İlk Derece Mahkemesi kararının özeti: Dava konusu işlemin iptali yolundaki İdare Mahkemesi kararının Danıştay Ondördüncü Dairesinin 17/02/2015 tarih ve E:2013/1348, K:2015/1158 sayılı kararı ile bozulması üzerine bozma kararına uyularak, kıyı kenar çizgisinin; arazinin doğal özellikleri ile uyumlu olmaması, eş yükselti eğrilerini kesen ve kıyının girintili çıkıntılı yapısıyla çelişki içerecek biçimde tespit edilmiş olması ve kıyı kenar çizgisinin kara yönünde aktif olarak deniz etkisine maruz olmadığı dikkate alındığında, davaya konu kıyı kenar çizgisinin arazinin jeolojik, jeomorfolojik zirai ve topografik yapısına uygun olarak belirlenmediği sonucuna varılmıştır.
Belirtilen gerekçelerle hukuka aykırı bulunan dava konusu işlemin iptaline karar verilmiştir.

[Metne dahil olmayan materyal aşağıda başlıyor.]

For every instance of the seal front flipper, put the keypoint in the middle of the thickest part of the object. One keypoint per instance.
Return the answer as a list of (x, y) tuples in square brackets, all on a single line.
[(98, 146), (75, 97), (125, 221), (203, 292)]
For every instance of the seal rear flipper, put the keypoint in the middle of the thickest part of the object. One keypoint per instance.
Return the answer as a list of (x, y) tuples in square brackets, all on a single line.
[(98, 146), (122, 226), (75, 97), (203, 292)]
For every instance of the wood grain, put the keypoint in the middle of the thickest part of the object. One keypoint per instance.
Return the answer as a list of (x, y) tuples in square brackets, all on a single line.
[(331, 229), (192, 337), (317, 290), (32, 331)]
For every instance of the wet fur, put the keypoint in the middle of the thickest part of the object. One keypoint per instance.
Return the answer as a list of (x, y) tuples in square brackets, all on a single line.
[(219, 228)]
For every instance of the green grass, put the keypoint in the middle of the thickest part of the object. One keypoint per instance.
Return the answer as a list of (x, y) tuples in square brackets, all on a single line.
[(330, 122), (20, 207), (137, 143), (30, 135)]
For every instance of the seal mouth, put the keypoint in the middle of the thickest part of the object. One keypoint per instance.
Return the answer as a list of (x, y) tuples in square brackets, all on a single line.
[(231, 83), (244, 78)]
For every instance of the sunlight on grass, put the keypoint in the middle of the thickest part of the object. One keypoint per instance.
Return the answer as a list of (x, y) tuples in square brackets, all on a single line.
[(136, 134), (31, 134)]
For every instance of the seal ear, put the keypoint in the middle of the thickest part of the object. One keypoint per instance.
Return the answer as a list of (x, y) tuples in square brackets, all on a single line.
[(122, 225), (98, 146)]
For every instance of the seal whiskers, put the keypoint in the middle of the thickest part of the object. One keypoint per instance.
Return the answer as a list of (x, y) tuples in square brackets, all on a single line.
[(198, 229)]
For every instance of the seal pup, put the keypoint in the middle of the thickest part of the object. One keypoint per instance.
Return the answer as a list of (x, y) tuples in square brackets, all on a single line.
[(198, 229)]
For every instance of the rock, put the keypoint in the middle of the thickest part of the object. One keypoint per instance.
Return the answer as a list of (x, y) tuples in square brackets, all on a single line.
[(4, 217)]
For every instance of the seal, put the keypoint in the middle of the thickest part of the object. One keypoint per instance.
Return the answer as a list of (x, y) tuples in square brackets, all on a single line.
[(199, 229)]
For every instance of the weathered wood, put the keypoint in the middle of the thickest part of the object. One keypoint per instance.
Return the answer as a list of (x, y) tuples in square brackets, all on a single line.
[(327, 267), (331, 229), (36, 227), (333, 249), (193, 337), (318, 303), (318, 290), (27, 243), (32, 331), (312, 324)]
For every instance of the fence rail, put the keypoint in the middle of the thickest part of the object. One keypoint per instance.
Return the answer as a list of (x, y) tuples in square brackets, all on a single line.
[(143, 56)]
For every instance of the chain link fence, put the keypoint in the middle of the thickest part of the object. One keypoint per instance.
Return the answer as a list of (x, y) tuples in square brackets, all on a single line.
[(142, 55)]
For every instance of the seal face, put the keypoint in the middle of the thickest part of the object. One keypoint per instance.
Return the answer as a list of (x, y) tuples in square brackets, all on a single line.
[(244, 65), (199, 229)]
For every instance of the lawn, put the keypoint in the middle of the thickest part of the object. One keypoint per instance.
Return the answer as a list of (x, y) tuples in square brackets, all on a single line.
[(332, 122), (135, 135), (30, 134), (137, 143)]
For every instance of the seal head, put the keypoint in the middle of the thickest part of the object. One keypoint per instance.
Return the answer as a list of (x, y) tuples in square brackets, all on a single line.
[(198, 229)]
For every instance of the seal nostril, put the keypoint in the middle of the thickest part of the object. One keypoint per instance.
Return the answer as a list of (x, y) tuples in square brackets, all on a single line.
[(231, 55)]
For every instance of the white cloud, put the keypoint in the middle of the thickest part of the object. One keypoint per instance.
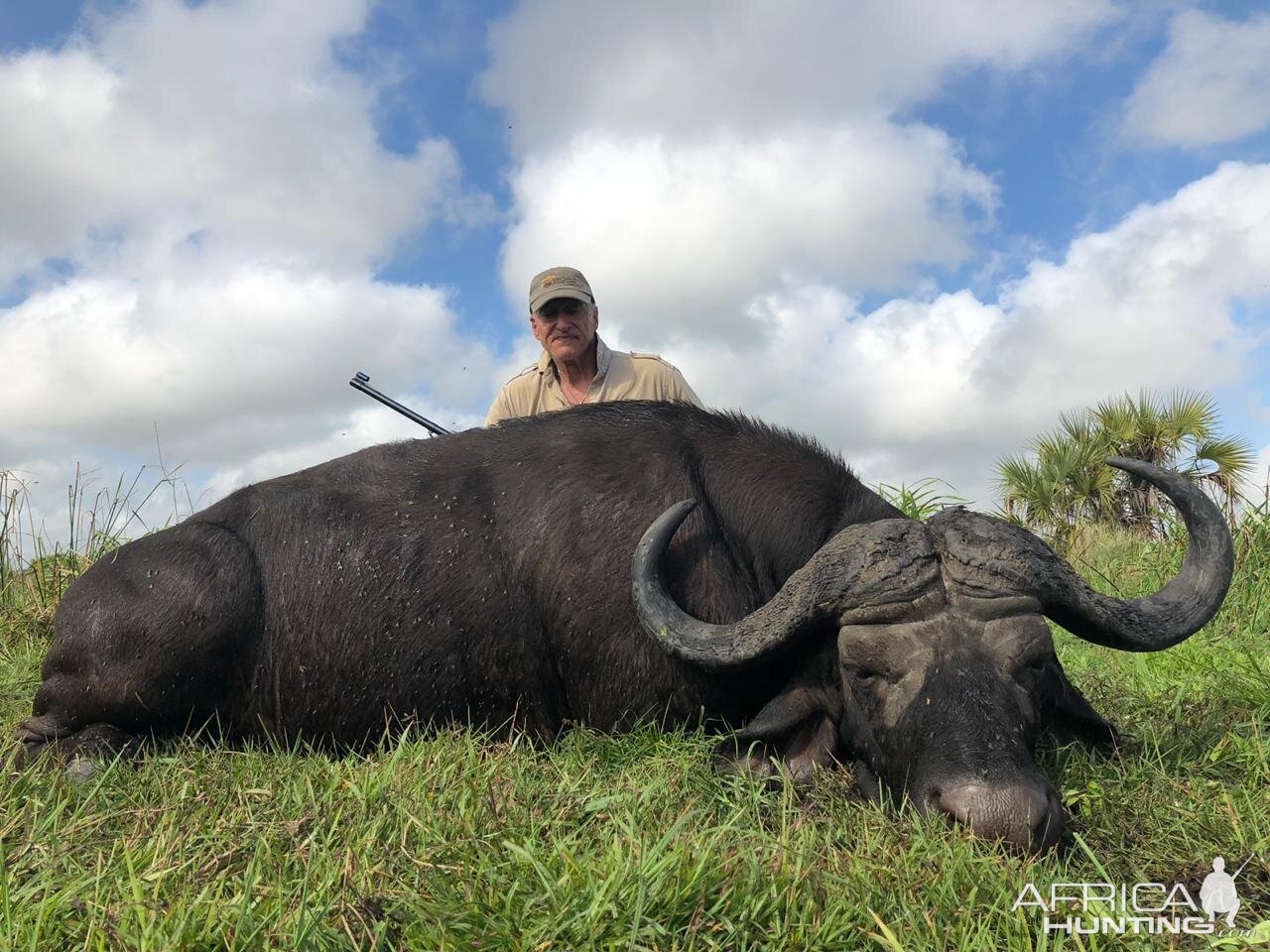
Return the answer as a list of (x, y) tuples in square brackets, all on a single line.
[(1210, 85), (230, 125), (681, 70), (943, 388), (677, 238), (734, 178), (226, 363), (212, 179)]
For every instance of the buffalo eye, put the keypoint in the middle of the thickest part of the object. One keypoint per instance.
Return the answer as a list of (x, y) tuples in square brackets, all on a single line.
[(1033, 669)]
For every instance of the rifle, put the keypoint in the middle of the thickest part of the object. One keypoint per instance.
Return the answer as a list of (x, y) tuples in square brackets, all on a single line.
[(362, 382)]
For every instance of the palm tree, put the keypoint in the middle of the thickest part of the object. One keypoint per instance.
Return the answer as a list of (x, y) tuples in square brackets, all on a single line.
[(1067, 481)]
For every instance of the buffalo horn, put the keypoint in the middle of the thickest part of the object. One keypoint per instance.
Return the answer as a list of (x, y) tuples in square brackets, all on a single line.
[(860, 558), (1150, 624)]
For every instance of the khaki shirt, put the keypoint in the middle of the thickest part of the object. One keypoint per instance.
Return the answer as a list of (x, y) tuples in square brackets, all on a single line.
[(619, 376)]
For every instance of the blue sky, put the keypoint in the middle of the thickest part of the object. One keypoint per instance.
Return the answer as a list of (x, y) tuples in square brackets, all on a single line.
[(917, 231)]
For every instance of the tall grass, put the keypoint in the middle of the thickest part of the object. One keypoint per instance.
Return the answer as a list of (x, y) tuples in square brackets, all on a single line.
[(479, 841), (37, 562)]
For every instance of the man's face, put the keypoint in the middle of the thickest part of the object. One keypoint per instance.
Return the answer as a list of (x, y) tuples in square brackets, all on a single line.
[(566, 327)]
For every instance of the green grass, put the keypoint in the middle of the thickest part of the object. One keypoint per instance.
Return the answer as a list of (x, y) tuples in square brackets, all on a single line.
[(458, 841)]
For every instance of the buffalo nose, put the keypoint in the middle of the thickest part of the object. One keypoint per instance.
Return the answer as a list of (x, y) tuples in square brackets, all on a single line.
[(1024, 814)]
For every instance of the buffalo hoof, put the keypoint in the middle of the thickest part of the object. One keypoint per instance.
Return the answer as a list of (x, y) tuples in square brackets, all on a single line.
[(79, 752)]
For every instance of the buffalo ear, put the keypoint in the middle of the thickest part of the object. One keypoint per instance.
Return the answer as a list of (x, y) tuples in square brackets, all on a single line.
[(798, 728), (1069, 717)]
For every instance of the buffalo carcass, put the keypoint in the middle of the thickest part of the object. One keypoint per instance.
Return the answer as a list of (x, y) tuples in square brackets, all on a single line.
[(603, 565)]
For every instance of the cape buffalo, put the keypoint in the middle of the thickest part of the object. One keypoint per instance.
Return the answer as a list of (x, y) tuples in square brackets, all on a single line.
[(488, 576)]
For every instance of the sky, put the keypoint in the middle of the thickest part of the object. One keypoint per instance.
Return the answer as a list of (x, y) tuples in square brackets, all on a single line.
[(915, 230)]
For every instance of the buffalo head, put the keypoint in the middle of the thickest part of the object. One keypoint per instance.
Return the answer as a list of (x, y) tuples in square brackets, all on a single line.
[(943, 675)]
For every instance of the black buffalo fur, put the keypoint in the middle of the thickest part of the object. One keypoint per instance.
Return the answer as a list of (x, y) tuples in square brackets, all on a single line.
[(481, 578)]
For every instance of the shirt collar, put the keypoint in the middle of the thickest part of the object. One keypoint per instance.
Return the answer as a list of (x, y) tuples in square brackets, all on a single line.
[(603, 357)]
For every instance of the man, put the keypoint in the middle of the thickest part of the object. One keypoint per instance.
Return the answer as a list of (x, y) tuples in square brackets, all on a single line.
[(575, 366)]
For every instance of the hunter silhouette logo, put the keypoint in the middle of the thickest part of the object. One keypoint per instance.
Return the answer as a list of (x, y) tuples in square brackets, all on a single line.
[(1218, 893), (1151, 907)]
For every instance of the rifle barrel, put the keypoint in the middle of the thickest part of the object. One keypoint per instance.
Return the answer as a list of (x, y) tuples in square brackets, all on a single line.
[(362, 382)]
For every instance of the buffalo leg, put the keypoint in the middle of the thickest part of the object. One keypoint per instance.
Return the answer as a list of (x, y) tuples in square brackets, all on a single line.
[(150, 640)]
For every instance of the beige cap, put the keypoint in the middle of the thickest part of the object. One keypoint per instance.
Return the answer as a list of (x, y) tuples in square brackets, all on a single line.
[(559, 282)]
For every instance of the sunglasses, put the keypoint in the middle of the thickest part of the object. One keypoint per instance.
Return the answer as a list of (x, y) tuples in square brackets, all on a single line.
[(554, 308)]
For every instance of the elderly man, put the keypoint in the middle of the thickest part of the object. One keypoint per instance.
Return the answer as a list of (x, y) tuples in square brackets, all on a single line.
[(575, 367)]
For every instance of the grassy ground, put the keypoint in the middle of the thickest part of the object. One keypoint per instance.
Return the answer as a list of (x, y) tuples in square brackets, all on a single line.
[(465, 842)]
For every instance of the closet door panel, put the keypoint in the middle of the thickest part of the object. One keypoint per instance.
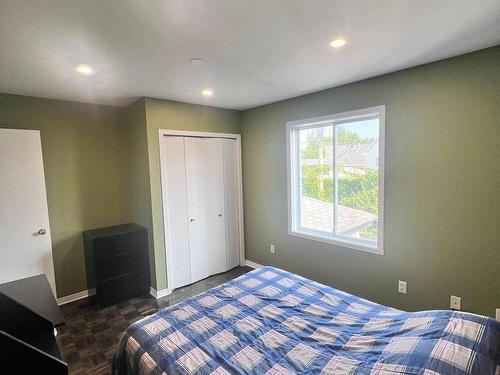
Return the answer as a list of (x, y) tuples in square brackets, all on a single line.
[(231, 203), (214, 184), (196, 172), (175, 210)]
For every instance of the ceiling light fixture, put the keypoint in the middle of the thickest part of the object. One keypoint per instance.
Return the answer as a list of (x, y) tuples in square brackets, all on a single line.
[(85, 69), (207, 92), (338, 42)]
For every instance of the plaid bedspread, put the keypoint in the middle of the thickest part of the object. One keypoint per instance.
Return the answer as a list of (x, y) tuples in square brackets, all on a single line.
[(273, 322)]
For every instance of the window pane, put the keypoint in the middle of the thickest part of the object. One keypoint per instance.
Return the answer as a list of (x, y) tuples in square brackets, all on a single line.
[(357, 179), (316, 178)]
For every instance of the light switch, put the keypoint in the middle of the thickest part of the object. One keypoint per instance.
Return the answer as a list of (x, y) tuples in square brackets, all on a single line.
[(402, 287), (455, 303)]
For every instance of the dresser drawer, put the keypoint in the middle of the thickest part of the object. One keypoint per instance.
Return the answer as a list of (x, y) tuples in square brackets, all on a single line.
[(120, 288), (122, 243), (119, 265)]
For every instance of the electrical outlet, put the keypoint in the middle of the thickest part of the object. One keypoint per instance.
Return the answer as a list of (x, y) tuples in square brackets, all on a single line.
[(402, 287), (455, 303)]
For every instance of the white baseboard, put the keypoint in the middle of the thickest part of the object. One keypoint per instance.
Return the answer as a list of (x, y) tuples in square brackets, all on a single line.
[(249, 263), (72, 297), (160, 293)]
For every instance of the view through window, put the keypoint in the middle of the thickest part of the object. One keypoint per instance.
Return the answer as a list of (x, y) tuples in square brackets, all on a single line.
[(337, 178)]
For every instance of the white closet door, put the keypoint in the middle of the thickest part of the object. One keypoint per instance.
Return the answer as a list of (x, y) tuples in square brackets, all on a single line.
[(214, 180), (205, 189), (176, 210), (231, 203)]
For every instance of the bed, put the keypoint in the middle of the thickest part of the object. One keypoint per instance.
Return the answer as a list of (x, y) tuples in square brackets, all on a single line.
[(273, 322)]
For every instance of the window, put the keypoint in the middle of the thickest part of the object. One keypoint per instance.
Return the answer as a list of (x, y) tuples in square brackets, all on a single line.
[(336, 178)]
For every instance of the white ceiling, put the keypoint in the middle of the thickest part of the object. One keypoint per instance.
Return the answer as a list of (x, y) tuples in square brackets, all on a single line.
[(256, 51)]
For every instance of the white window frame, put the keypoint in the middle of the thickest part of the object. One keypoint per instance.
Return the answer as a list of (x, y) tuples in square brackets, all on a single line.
[(293, 176)]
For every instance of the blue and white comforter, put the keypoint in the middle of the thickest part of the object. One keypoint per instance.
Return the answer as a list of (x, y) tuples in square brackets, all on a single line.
[(273, 322)]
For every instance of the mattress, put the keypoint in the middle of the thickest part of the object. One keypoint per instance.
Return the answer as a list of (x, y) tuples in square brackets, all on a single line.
[(270, 321)]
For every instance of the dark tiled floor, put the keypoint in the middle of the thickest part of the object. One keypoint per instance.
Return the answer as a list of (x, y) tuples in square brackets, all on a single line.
[(90, 336)]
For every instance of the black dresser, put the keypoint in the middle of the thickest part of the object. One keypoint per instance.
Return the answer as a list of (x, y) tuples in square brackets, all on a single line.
[(117, 263), (28, 315)]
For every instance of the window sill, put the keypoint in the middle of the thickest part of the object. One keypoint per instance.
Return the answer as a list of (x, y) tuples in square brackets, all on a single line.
[(336, 241)]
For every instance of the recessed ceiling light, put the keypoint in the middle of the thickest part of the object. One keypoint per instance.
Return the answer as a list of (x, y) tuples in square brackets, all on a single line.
[(338, 42), (85, 69), (207, 92), (197, 61)]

TEMYİZ EDENLERİN İDDİALARI :
1-Çevre ve Şehircilik Bakanlığı tarafından; Davacının dava konusu taşınmazı haricen satın aldığı, dava açma ehliyetinin bulunmadığı ileri sürülmektedir.
2-Muğla Valiliği tarafından; Kıyı kenar çizgisi üzerinde bulunan taş duvar ve dolgunun denizin karaya geçişini engellediğini, kıyı kenar çizgisi tespitinin 3621 sayılı Kıyı Kanunundaki “kıyı tanımı ve “kıyı kenar çizgisi tanımı”na uygun olarak yapılmış olduğu ileri sürülmektedir.
KARŞI TARAFIN SAVUNMASI : Temyiz isteminin reddi gerektiği savunulmuştur.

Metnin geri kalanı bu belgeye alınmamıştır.